This happens when you have either (a) a large number of read-pairs that are extremely long distances apart, or (b) EXTREMELY high read density. Basically, as it parses the BAM file it keeps a running buffer of the read pairs that have not yet been matched. This works fine up until you have a huge number of reads in between any one read and its mate.

It looks like it does Ok right up to the very end where it suddenly can't find any matches and just keeps loading more reads. What does the end of your BAM file look like? Do you have unmapped reads there or a huge number of reads that map to loose contigs or something? Do you have enormous numbers of reads on the MT chromosome? Are you studying a tissue with a ton of mitochondrial expression maybe?

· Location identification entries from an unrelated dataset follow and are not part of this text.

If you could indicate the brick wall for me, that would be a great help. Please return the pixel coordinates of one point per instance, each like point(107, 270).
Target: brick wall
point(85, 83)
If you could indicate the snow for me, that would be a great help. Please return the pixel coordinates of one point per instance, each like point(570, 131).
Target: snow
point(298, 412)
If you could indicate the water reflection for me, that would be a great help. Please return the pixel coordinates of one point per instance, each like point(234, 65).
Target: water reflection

I'm not terribly surprised that downsampling causes the same issue. If you randomly downsample without making sure to keep paired reads matched up, then basically all your reads become pairless and QoRTs will try to read the entire uncompressed file into memory trying to find the missing reads.

What happens if you feed it one complete chromosome? So like:

samtools view -h sample.bam 1 > sample.chr1.bam

Or maybe even handing it everything except MT?

royfrancis commented 1 year ago

Thank you for you reply and insights. I don't really know much about this BAM, where reads are mapping to etc... which is why I am running QC on it :D

The randomly downsampled BAM with 125M read pairs finally did manage to complete when given 512GB of RAM o_O

snowy-snic2022-22-328-royfranc-7319726-1

Resource usage during the run.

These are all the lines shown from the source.